English educationist (1860–1945)

Caroline Herford MBE, later Caroline Herford Blake (1860–1945) was an English educationist.

==Life==
Herford was born in Lancaster on 1 November 1860, the daughter of Unitarian minister William Henry Herford and Elizabeth Anne Davis (died 1880). She was at Newnham College in 1885 and a year later she had a Mabchester University masters degree.
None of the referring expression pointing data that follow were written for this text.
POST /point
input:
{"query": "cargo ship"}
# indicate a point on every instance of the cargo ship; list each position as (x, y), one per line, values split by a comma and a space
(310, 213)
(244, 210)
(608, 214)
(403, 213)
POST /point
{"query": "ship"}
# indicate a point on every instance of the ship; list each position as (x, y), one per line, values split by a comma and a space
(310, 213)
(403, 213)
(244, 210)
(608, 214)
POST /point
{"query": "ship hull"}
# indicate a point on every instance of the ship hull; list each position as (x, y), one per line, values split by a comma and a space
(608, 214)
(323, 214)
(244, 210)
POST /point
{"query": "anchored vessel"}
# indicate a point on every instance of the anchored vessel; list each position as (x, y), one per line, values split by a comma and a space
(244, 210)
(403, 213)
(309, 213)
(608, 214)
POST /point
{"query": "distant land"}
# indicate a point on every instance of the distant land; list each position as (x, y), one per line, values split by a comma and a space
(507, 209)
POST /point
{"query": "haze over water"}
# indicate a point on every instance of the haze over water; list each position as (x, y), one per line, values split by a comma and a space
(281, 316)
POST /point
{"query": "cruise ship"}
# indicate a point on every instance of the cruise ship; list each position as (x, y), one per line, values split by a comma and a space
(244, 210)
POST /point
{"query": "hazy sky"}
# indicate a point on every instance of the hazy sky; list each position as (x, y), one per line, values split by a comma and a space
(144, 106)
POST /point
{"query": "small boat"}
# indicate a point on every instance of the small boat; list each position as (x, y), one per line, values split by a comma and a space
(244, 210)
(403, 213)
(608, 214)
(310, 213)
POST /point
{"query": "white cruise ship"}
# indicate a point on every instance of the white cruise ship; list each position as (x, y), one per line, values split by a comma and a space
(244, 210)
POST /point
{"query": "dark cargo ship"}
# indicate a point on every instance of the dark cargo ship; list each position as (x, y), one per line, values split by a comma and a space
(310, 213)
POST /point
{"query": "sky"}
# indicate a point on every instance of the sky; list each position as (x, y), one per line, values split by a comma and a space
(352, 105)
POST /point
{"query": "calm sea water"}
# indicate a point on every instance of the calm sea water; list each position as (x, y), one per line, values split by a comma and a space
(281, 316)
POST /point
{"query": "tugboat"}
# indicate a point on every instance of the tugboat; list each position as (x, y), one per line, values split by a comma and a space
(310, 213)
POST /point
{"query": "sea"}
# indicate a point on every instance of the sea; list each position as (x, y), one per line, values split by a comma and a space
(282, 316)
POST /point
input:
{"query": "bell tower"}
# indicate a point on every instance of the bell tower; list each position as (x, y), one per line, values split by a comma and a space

From 1886 to 1907 she was headmistress of the Froebelian Lady Barn House School, which her father had founded in 1873. She was said to be one of the founders of Withington Girls' School in Manchester where she taught biology.

She also lectured at the Manchester Kindergarten Training College. Caring for her father until his death in 1908, Herford then lectured for a short time at University College, Reading. From 1910 to 1918 she was Lecturer in Education at Manchester University. She was a founding member of the Manchester University branch of the British Federation of University Women, and a member of Manchester City Council until defeated by a Conservative candidate in 1923.

In World War I she was a Red Cross Commandant, organising university students to meet ambulance trains. For this work she was awarded an MBE in 1919.

In 1924, Herford married Robert Blake (died 1931), and left Manchester to live with him in Somerset. She served on Somerset education committee. After his death she lived with a Manchester friend, Julia Sharpe, in Great Missenden. She died there on 16 March 1945.